# Currency conversion DAX



## Alex_N (May 14, 2014)

Hello,
I've been struggling with something that should be easy for the experienced users...


I have two tables. Fact table with transactions in USD and Exchange rates. I need users to be able to dynamically do currency conversion by selecting a desired output currency via slicer. When they select EUR, they see the amount in EUR (calculated using the rates for the selected currency and respective month) etc…
Many transactions in one month, many currencies (and their rates) in one month also. I am not sure how to build the many to many model...
Many thanks in advance,


Transactions

Month
Transact_ID
Amount_USD
201310
123456
10
201310
135802
15
201311
149382
25
201311
164320
8
201311
180752
90
201312
198827
110
201312
218710
20


<tbody>

</tbody> 

Rates

Curr_Code
Period
Rate
EUR
201310
1.3533
GBP
201310
1.619
USD
201310
1
EUR
201311
1.3595
GBP
201311
1.606
USD
201311
1
EUR
201312
1.3595
GBP
201312
1.628
USD
201312
1


<tbody>

</tbody>


----------



## kurtheric (May 14, 2014)

Good morning.  To join the tables, you might want to try creating a "Junction" table.  Create a table with just a list of dates....1/1/2014....1/2/2014....etc.  You should then be able to connect your two existing tables to the Junction table without error.  In addition, it sounds like your data is going to present further questions.  Generally when working with currencies, don't focus upon just months, but be specific about the day of capture.  Eventually someone is going to have a question about if your calculations are based upon the Balance Sheet (BS) Rate or Income Statement (IS) Rate.  It's nice to have the option of answering both options.  Hope this helps.


----------



## RightMeow (May 14, 2014)

Since I cannot attach the workbook I created, here is a description of what I did. Create the following three tables in the PowerPivot window: 





[DimDate] table with one field named [Period], that for the sake of this example, has the following values: 201310, 201311, and 201312. In practice, you may wish to have daily dates (as mentioned above by kutheric). 

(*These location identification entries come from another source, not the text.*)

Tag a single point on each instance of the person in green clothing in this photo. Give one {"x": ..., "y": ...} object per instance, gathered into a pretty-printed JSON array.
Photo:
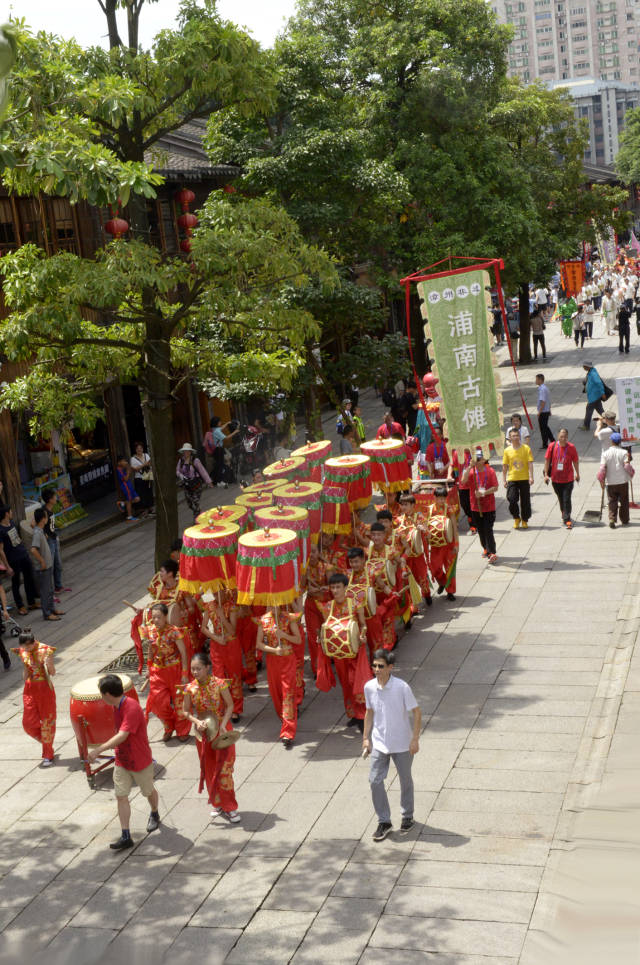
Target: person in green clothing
[
  {"x": 358, "y": 425},
  {"x": 566, "y": 311}
]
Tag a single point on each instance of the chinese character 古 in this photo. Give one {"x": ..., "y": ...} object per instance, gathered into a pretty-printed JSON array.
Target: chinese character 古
[
  {"x": 461, "y": 324},
  {"x": 465, "y": 356},
  {"x": 470, "y": 388},
  {"x": 474, "y": 418}
]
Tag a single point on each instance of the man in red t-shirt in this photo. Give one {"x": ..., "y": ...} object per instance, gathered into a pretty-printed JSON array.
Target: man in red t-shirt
[
  {"x": 483, "y": 486},
  {"x": 389, "y": 428},
  {"x": 134, "y": 763},
  {"x": 561, "y": 467}
]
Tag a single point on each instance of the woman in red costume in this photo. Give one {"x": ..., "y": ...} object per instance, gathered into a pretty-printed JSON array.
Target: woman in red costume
[
  {"x": 219, "y": 625},
  {"x": 209, "y": 696},
  {"x": 38, "y": 697},
  {"x": 278, "y": 632},
  {"x": 168, "y": 672}
]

[FactTransactions] table with the following fields: [Transact_ID], [Amount_USD], and [Period]. Data for this table is from your original posting.

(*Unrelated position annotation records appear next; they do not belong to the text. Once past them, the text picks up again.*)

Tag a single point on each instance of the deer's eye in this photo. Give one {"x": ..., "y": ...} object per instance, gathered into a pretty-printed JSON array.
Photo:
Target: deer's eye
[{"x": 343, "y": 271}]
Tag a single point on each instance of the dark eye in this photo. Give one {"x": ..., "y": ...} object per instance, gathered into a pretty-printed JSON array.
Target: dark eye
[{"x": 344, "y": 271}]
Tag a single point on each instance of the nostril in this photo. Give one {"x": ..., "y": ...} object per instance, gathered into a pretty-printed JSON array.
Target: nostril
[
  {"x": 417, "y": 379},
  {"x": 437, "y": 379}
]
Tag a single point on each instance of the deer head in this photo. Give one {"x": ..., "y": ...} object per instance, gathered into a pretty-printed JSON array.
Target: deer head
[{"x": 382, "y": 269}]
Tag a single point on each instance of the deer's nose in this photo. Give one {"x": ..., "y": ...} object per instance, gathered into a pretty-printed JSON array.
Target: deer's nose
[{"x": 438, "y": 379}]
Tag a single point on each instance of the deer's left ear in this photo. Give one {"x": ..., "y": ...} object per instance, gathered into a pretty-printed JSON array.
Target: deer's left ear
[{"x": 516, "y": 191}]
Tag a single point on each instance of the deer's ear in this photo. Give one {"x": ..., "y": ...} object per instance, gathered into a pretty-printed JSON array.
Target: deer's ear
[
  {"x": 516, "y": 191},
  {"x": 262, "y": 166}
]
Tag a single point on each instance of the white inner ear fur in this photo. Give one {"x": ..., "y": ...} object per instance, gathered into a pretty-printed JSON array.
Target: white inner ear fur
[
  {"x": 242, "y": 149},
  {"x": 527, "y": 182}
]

[DimFXRate] table with the following fields: [Curr_Code], [Period], and [Rate]. Data for this table is from your original posting.

 

After creating these tables, create a relationship between the following columns: 



DimDate[Period] and FactTransactions[Period];

DimDate[Period] and DimFXRate[Period]



Define the following measures: 



[US Dollar Amount]:=SUM(FactTransactions[Amount_USD]) on the [FactTransactions] table.


[Exchange Rate]:=IF([US Dollar Amount],SUM(DimFXRate[Rate]),BLANK())]) on the [DimFXRate] table. 

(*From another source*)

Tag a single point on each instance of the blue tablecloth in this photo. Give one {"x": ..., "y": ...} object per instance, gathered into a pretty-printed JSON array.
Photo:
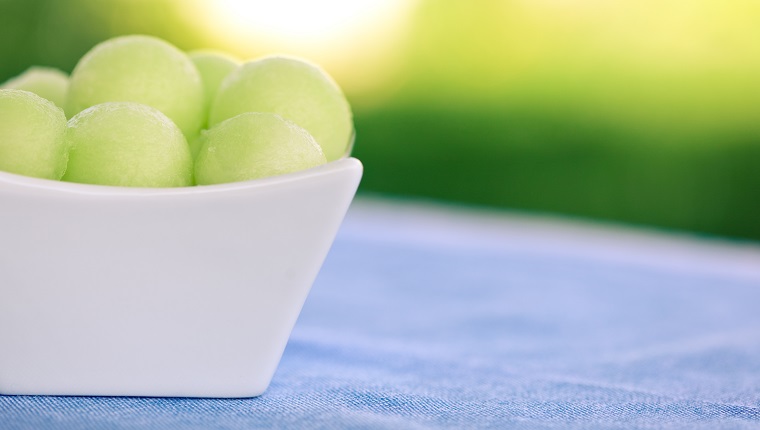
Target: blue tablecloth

[Foreign Currency Amount]:= [US Dollar Amount]* [Exchange Rate] on the [DimFXRate] table. I assume that to calculate the foreign currency amount, we multiply. If you need to divide by the exchange rate, simply change the “*” to a “/”. 



**********************************************************

**********************************************************



Now build the pivot table as follows. Use the following as row labels in the following order: 



DimDate[Period] field;

FactTransactions[Transact_ID] field (optional if you want to look at individual transactions);

DimFXRate[Curr_Code]



Use the following in the Values portion of the pivot table in the following order: 



[Exchange Rate] measure

[US Dollar Amount] measure;

[Foreign Currency Amount] measure



Now create slicers based on the DimFXRate[Curr_Code] field. This will get you what you need (as least it did for me).


----------



## Alex_N (May 15, 2014)

Hello RightMeow, thanks for the efforts to help! Really appreciate your time spend helping me!

Actually putting the Currencies in the pivot is not a bad idea, I will consider this option.
Your solution is good but it requires that we have in the pivot the months and also the totals are showing wrong values as all the amount in USD is divided to the sum of the rates for all months…
My model is more complex (my mistake I should of stated that originally, will know for future) - I have a lot of Amount_USD (different cost types) each of these for different customers.
So the pivot could be and will be prepared on customers and we will not have the months in the pivot which will compromise the calculations….
I am looking for a solution like this one, but hopefully more elegant and well performing:

[Curr_conv_MoM]:=SUMX(FactTransactions,FactTransactions[Amount_USD] /CALCULATE(SUM(DimFXRates[Rate]), FILTER(DimDate,CALCULATE(COUNTROWS(FactTransactions)>0))))

In this way I have the different periods applied regardless of how I play with the pivot. It just need to be enhanced with HASONEVALUE or IF so we can avoid the multiple slicers selection to give meaningless data. 1 major problem:
-          Slow performance when deployed by VisualStudio2010 on Analysis services (2012)… (I guess as SUMX is performing on a row level) I cannot make it work with Summarize no matter how I tried… This link is very useful for that by the way, but I was not able to reach meaningful results….

Optimize Many-to-Many Calculation in DAX with SUMMARIZE and Cross Table Filtering | SQLBI

The Flat conversion (using only one rate) rate can be done very elegantly using non related tables. Source: DAX Formulas for PowerPivot, chapter 12 – Disconnected tables
Thank you again, appreciate your help!!!


----------



## Alex_N (May 21, 2014)

I think I found the elegant solution I was looking for...

Currency_conversion:= SUMX ('DimDate',[Sum of Amount_USD]/[MinRate])

where MinRate:= MIN([Rate])     - a measure created in DimFXRate table that in case of released slicer keeps the lowest rate applied.


----------